Assim se constitui um povo de eleitos, de convocados. Eles receberam a verdade, nela creram, e desde então se distinguem absolutamente da massa. Mas o dom que lhes foi feito impõe-lhes em retorno deveres. A revelação é um segredo (musterion) que eles não devem divulgar (publicare, diaballein ) ou só podem transmitir aos dignos.
Nas místicas consideradas mais adiante, mística do Ser, contemplação dos astros, união à Razão imanente ao cosmos, é um movimento de conhecimento que leva à adoração: colit qui nouit. As vias da negação, do êxtase (plotiniano) ou da analogia são todas, segundo seus próprios modos, métodos teoréticos de união a deus. Nas místicas da salvação, este processo é revertido.
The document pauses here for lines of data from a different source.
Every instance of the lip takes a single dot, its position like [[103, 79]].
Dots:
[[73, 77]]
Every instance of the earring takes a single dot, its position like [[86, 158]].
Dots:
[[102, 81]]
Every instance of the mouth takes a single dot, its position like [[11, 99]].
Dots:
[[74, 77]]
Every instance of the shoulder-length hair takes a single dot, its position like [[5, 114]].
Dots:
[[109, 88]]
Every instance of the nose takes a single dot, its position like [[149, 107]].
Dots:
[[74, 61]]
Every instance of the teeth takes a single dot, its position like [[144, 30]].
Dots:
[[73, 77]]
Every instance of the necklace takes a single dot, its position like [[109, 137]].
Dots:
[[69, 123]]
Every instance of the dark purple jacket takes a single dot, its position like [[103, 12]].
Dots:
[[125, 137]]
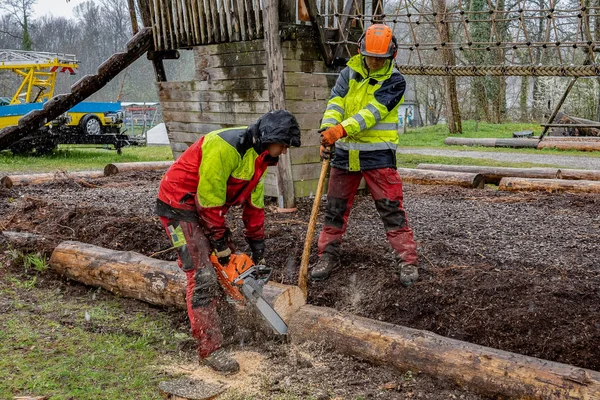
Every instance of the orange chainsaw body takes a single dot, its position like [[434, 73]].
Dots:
[[228, 275]]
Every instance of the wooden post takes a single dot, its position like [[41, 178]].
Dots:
[[317, 21], [132, 15], [452, 110], [276, 88], [558, 106]]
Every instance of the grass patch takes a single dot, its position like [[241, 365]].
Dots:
[[77, 344], [79, 158], [433, 137]]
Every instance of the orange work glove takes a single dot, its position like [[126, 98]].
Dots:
[[325, 152], [331, 135]]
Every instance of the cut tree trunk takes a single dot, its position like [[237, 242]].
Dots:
[[116, 168], [580, 129], [549, 185], [482, 369], [569, 145], [154, 281], [35, 179], [495, 174], [423, 177], [580, 174]]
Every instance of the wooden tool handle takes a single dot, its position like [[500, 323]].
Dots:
[[303, 276]]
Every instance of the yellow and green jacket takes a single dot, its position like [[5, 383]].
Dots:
[[366, 104]]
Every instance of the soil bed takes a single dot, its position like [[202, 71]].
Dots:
[[517, 272]]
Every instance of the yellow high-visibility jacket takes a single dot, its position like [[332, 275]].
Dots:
[[366, 104]]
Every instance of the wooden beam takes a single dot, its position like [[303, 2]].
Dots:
[[115, 168], [424, 177], [491, 142], [548, 185], [9, 181], [495, 174], [276, 89], [154, 281], [132, 15], [580, 174], [569, 145], [492, 372]]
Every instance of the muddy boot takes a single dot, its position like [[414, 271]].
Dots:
[[220, 361], [407, 273], [324, 267]]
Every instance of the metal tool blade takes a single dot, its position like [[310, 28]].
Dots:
[[252, 291]]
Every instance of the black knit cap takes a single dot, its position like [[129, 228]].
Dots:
[[278, 126]]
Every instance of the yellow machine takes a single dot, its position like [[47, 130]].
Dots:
[[85, 123], [38, 71]]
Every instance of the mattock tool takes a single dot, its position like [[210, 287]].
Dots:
[[303, 275]]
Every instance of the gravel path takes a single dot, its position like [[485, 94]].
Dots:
[[577, 162]]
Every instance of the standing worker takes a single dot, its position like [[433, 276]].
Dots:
[[361, 120], [223, 169]]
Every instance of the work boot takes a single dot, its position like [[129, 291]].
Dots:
[[407, 273], [220, 361], [324, 267]]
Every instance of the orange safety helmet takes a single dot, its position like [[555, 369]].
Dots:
[[378, 41]]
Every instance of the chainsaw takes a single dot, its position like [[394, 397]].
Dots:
[[243, 282]]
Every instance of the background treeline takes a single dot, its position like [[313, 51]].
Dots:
[[102, 27]]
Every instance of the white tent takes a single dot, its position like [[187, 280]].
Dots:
[[157, 136]]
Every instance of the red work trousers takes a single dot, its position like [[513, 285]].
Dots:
[[385, 186], [202, 286]]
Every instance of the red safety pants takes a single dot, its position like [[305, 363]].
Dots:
[[202, 286], [385, 187]]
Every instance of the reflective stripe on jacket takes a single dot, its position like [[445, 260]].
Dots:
[[366, 104], [218, 171]]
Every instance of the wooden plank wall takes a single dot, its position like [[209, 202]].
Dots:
[[229, 89]]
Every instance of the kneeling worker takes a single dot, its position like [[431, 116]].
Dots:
[[222, 169]]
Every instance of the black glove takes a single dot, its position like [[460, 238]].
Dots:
[[258, 250], [222, 250]]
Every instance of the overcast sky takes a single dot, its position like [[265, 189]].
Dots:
[[55, 7]]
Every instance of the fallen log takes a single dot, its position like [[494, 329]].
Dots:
[[569, 145], [548, 185], [491, 142], [574, 126], [35, 179], [113, 169], [494, 174], [154, 281], [423, 177], [478, 368], [482, 369], [580, 174]]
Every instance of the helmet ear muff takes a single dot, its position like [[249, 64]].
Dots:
[[360, 41], [393, 47]]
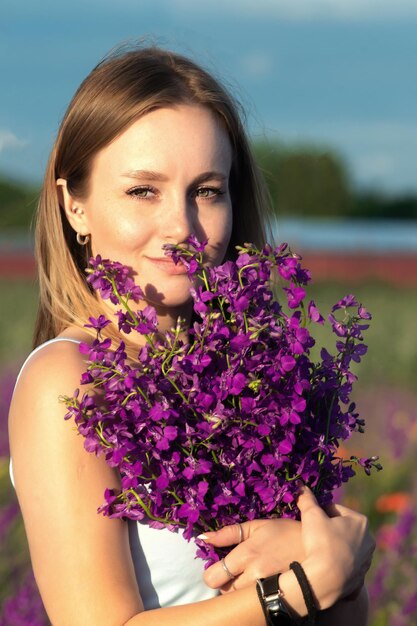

Como estes místicos se fundam sobre um sentimento pessimista das possibilidades do intelecto humano, não é possível o conhecimento intelectual conduzir à união divina, a gnosis neou deriva ao contrário da experiência religiosa que toma frequentemente a forma de uma visão. Deixou-se o plano da sabedoria filosófica. Conhecer Deus é doravante affaire de iniciação, de teurgia ou de magia: nouit qui colit.